SkillAgentSearch skills...

Parsby

Parser combinator library for Ruby inspired by Haskell's Parsec

Install / Use

/learn @jolmg/Parsby
About this skill

Quality Score

0/100

Supported Platforms

Universal

README

Parsby

Parser combinator library for Ruby, based on Haskell's Parsec.

Installation

Add this line to your application's Gemfile:

gem 'parsby'

And then execute:

$ bundle

Or install it yourself as:

$ gem install parsby

Examples

If you'd like to jump right into example parsers that use this library, there's a few in this source:

Introduction

This is a library used to define parsers by declaratively describing a syntax using what's commonly referred to as combinators. Parser combinators are functions that take parsers as inputs and/or return parsers as outputs, i.e. they combine parsers into new parsers.

As an example, between is a combinator with 3 parameters: a parser for what's to the left, one for what's to the right, and lastly one for what's in-between them, and it returns a parser that, after parsing, returns the result of the in-between parser:

between(lit("<"), lit(">"), decimal).parse "<100>"
#=> 100

Some commonly used combinators

# Parse argument string literally
lit("foo").parse "foo"
#=> "foo"

# Case insensitive lit
ilit("Foo").parse "fOo"
#=> "fOo"

# Make any value into a parser that results in that value without
# consuming input.
pure("foo").parse ""
#=> "foo"

# Parse foo or bar
(lit("foo") | lit("bar")).parse "bar"
#=> "bar"

# Like `|`, parse one of foo or bar. `choice` is better when you have
# many choices to chose from.

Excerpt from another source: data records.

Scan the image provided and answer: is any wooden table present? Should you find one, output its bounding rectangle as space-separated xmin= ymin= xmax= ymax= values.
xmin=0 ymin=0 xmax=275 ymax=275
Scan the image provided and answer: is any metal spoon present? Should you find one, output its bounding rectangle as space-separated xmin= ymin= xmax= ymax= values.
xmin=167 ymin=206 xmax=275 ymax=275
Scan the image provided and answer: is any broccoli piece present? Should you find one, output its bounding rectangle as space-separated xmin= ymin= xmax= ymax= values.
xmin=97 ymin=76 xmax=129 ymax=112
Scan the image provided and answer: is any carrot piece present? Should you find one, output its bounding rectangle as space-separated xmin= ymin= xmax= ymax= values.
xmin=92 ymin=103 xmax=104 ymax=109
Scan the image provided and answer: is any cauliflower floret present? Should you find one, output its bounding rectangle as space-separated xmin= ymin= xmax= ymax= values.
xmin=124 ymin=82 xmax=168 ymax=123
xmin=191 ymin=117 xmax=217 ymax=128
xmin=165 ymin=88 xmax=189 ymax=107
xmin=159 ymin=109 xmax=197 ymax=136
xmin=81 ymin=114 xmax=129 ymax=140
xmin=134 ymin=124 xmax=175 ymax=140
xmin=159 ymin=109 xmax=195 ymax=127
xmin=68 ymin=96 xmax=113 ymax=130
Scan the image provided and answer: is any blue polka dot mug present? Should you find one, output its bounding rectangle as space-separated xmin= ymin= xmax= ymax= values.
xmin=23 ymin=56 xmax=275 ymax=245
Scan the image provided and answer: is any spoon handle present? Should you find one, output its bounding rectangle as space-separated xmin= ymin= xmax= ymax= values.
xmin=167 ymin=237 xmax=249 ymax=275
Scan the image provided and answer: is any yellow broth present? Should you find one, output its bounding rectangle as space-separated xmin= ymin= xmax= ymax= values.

You can pass it any number of parsers or
# array of parsers.
choice(lit("foo"), lit("bar")).parse "bar"
#=> "bar"

# Parse with each argument in succesion and group the results in an
# array.
group(lit("foo"), lit("bar")).parse "foobar"
#=> ["foo", "bar"]

# Parse foo and bar, returning bar.
(lit("foo") > lit("bar")).parse "foobar"
#=> "bar"

# Parse foo and bar, returning foo.
(lit("foo") < lit("bar")).parse "foobar"
#=> "foo"

# Make parser optional
group(optional(lit("foo")), lit("bar")).parse "bar"
#=> [nil, "bar"]

# Use parser zero or more times, grouping results in array. many_1, does
# the same, but requires parsing at least once.
many(lit("foo")).parse "foofoo"
#=> ["foo", "foo"]

# Parse many, but each separated by something. sep_by_1 requires at least
# one element to be parsed.
sep_by(lit(","), lit("foo")).parse "foo,foo"
#=> ["foo", "foo"]

# `whitespace` (alias `ws`) is zero or more whitespace characters.
# `whitespace_1` (alias `ws_1`) is one or more whitespace characters.
# `spaced` allows a parser to be surrounded by optional whitespace.
# `whitespace_1` is the base definition. If you extend it to e.g. add the
# parsing of comments, the other combinators will also recognize that
# change.
(whitespace > lit("foo")).parse "   foo"
#=> "foo"
group(lit("foo"), ws_1 > lit("bar")).parse "foo   bar"
#=> ["foo", "bar"]
spaced(lit("foo")).parse "   foo    "
#=> "foo"

# Parse transform result according to block.
lit("foo").fmap {|x| x.upcase }.parse "foo"
#=> "FOO"

# join(p) is the same as p.fmap {|xs| xs.join }
join(sep_by(lit(","), lit("foo") | lit("bar"))).parse "foo,bar"
#=> "foobar"

# Parse a character from the choices in a set of strings or ranges
char_in(" \t\r\n").parse "\t"
#=> "\t"
typical_identifier_characters = ['a'..'z', 'A'..'Z', 0..9, "_"]
join(many(char_in("!?", typical_identifier_characters))).parse "foo23? bar"
#=> "foo23?"

# Parse any one character
any_char.parse "foo"
#=> "f"

# Require end of input at end of parse.
(lit("foo") < eof).parse "foobar"
#=> Parsby::ExpectationFailed: line 1:
  foobar
     |    * failure: eof
  \-/    *| success: lit("foo")
         \|
  |       * failure: (lit("foo") < eof)

# Parse only when other parser fails.
join(many(any_char.that_fails(whitespace_1))).parse "foo bar"
#=> "foo"

# single(p) is the same as p.fmap {|x| [x] }
single(lit("foo")).parse "foo"
#=> ["foo"]

# p1 + p2 is the same as group(p1, p2).fmap {|(r1, r2)| r1 + r2 }
(lit("foo") + (ws > lit("bar"))).parse "foo bar"
#=> "foobar"
(single(lit("foo")) + many(ws > lit("bar"))).parse "foo bar bar"
#=> ["foo", "bar", "bar"]

Defining combinators

If you look at the examples in this source, you'll notice that almost all combinators are defined with define_combinator. Strictly speaking, it's not necessary to use that to define combinators. You can do it with variable assignment or def syntax. Nevertheless, define_combinator is preferred because it automates the assignment of a label to the combinator. Consider this example:

define_combinator :between do |left, right, p|
  left > p < right
end

between(lit("<"), lit(">"), lit("foo")).label
#=> 'between(lit("<"), lit(">"), lit("foo"))'

Having labels that resemble the source code is helpful for the error messages.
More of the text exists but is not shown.